Dutch Prime Minister Wim Kok was also a pillar of the Third Way movement. But in May Dutch voters threw out Kok’s eight-year-old center-left coalition government and replaced it with the right-wing opposition. Such was the extent of popular discontent that the parties comprising the center-left coalition were relegated to third and fourth place, respectively.

During the 1990s, Prime Ministers Romano Prodi and Massimo D’Alema expounded the promise of an Italian Third Way. However, the governing center-left coalition’s unwillingness to address the structural problems handicapping the Italian economy (e.g., high taxes and government spending combined with heavy state ownership) inadvertently produced a political climate ripe for change. In last year’s election, the incumbent Third Wayers were deposed by Silvio Berlusconi’s right-wing Freedom Alliance.

Back here, President Clinton’s own brand of Third Wayism reflected a timid, government-knows-best inclination. Clinton raised taxes and attempted to micromanage individuals’ financial decision-making through tax credits. Some Clinton policies resembled fuzzy versions of social conservatism. His extension of the failed War on Drugs is an obvious example. Revealingly, neither Clinton nor Vice President Al Gore could definitively decide whether they were pragmatic, “New Democrat” centrists or economic populists. As a result, Gore wasn’t elected president in 2000.

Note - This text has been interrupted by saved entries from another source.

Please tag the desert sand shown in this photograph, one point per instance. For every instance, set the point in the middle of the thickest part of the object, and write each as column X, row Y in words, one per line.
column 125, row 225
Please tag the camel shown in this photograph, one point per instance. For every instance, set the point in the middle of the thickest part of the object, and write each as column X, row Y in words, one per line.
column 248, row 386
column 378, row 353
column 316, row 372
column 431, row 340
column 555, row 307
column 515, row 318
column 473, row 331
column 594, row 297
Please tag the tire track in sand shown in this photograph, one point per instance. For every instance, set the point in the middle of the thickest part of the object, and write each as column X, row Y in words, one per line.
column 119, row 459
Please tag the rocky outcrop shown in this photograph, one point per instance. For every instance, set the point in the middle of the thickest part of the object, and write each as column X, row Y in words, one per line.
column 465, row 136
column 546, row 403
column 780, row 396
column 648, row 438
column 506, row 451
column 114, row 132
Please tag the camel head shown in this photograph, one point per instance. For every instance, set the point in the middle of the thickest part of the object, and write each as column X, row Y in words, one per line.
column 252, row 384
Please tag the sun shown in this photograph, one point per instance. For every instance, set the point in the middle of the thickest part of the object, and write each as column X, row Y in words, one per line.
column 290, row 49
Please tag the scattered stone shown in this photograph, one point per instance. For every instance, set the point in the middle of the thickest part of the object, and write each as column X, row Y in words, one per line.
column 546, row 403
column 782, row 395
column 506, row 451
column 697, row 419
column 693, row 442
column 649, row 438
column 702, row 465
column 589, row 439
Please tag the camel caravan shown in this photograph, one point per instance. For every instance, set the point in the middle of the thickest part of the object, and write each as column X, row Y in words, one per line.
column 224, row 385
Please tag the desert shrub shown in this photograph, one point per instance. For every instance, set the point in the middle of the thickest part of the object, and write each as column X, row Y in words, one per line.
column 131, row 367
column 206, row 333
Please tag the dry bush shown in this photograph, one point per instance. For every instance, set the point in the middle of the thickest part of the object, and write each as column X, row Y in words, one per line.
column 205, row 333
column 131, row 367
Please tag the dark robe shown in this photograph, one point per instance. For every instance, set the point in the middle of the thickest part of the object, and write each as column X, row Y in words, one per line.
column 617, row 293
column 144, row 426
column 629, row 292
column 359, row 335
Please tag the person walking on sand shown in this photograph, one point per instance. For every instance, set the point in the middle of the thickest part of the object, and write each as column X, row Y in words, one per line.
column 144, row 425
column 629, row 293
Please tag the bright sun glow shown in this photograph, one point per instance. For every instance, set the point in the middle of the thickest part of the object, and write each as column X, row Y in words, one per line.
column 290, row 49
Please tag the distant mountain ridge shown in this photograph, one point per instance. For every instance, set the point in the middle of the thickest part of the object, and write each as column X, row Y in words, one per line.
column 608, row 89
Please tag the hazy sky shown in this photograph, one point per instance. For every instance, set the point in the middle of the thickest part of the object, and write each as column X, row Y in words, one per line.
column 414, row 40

But how will the Third Way fare in the midterm elections?

It’s helpful, if dispiriting, to look at California. The Third Way’s New Democrat strand has an important adherent in Gov. Gray Davis. But since his 1998 election, Davis has placed particular emphasis upon appeals to labor unions and racial minorities, hence his opposition to school vouchers and support of immoderate affirmative action. The Cato Institute recently awarded Davis an “F” for his fiscal performance.

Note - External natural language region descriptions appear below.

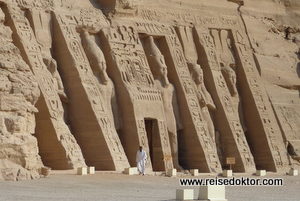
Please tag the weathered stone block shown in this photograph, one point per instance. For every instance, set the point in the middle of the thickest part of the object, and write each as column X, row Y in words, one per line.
column 212, row 193
column 184, row 194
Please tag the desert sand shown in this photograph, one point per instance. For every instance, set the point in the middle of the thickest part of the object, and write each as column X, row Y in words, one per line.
column 66, row 185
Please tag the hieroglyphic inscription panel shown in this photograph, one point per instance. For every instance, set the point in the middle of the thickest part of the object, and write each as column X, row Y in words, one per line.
column 244, row 160
column 31, row 51
column 266, row 115
column 68, row 24
column 189, row 94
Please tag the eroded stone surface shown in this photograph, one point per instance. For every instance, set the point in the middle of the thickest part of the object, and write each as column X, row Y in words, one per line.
column 87, row 82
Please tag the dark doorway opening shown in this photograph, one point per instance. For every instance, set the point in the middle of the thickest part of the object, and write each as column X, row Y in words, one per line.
column 155, row 146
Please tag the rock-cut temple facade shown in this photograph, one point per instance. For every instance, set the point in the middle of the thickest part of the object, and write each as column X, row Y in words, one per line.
column 85, row 83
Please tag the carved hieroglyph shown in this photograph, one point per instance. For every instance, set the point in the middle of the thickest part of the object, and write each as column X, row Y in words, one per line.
column 135, row 86
column 59, row 148
column 80, row 86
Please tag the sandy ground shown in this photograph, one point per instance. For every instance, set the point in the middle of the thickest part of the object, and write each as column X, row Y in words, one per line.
column 66, row 185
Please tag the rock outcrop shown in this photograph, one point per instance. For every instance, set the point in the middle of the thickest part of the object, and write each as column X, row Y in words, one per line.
column 87, row 82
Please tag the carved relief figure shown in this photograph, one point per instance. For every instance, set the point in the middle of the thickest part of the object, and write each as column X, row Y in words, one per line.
column 223, row 44
column 52, row 67
column 205, row 100
column 41, row 24
column 167, row 89
column 98, row 64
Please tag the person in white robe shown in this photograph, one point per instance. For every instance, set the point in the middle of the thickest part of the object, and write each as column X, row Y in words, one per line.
column 141, row 157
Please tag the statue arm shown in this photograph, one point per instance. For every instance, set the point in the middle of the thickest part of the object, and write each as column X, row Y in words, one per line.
column 209, row 101
column 115, row 110
column 176, row 111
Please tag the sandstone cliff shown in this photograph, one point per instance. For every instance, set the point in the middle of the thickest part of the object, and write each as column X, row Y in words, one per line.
column 194, row 82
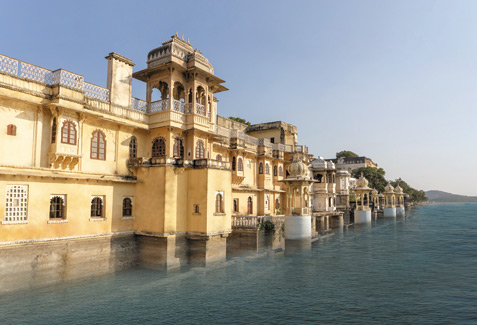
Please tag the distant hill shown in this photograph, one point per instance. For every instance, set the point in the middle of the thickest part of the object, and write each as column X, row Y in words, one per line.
column 440, row 196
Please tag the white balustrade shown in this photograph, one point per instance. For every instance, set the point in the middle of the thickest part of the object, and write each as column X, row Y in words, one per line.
column 178, row 106
column 200, row 109
column 96, row 92
column 160, row 105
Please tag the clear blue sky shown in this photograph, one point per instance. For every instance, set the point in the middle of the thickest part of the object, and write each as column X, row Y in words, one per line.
column 392, row 80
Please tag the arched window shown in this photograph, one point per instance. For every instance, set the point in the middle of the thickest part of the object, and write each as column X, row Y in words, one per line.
column 57, row 207
column 219, row 203
column 127, row 207
column 98, row 145
column 11, row 129
column 159, row 147
column 250, row 205
column 53, row 130
column 68, row 133
column 199, row 150
column 133, row 147
column 240, row 164
column 178, row 148
column 96, row 207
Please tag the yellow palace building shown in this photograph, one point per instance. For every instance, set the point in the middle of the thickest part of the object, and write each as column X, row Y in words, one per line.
column 92, row 171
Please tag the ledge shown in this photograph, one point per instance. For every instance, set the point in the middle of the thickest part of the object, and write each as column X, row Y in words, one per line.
column 18, row 222
column 57, row 221
column 97, row 219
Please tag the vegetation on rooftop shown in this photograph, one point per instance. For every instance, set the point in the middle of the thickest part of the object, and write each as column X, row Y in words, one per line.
column 346, row 154
column 240, row 120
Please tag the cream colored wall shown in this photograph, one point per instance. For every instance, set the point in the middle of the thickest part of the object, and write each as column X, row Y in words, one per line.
column 219, row 180
column 197, row 193
column 149, row 200
column 17, row 150
column 78, row 208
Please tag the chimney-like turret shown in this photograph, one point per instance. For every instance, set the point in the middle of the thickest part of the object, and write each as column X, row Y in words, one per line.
column 120, row 79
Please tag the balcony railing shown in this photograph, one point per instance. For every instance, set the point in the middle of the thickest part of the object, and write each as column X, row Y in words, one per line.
column 200, row 109
column 245, row 222
column 178, row 106
column 138, row 104
column 160, row 105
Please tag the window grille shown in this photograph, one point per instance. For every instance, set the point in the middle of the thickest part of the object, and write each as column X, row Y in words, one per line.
column 236, row 205
column 127, row 207
column 16, row 203
column 240, row 165
column 11, row 130
column 68, row 133
column 178, row 148
column 57, row 207
column 97, row 207
column 98, row 145
column 200, row 150
column 53, row 130
column 133, row 147
column 159, row 147
column 219, row 203
column 250, row 205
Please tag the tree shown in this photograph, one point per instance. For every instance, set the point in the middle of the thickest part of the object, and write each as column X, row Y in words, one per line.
column 375, row 176
column 346, row 154
column 240, row 120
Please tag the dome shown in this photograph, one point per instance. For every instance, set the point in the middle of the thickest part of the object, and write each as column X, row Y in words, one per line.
column 298, row 170
column 362, row 182
column 319, row 163
column 389, row 188
column 398, row 189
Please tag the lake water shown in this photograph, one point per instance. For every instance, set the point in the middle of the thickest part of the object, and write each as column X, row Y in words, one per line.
column 414, row 270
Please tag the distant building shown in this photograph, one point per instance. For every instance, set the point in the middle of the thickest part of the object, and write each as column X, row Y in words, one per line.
column 350, row 164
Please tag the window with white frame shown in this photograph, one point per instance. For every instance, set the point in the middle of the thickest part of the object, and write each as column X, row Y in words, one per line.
column 57, row 206
column 97, row 207
column 219, row 202
column 127, row 207
column 16, row 203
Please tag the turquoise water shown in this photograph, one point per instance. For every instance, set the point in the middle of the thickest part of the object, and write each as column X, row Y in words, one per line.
column 416, row 270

Consequently, Davis’s expected reelection reflects two realities: first, the political limitations of his conservative opponent, rather than an endorsement of Davis’s flawed performance; and, second, a political ruthlessness on Davis’s part that enthusiastically embraces cutting-edge political marketing techniques.

Davis may be the poster boy for the successful Third Way politician. Although he’s more rhetorically pleasing than the old-school liberal-socialist, in practice he’s equally disposed to limiting our freedom.

Patrick Basham, senior fellow at the Cato Institute’s Center for Representative Government, is the author of “The Third Way: Marketing Mirage or Trojan Horse” (Fraser Institute, 2000).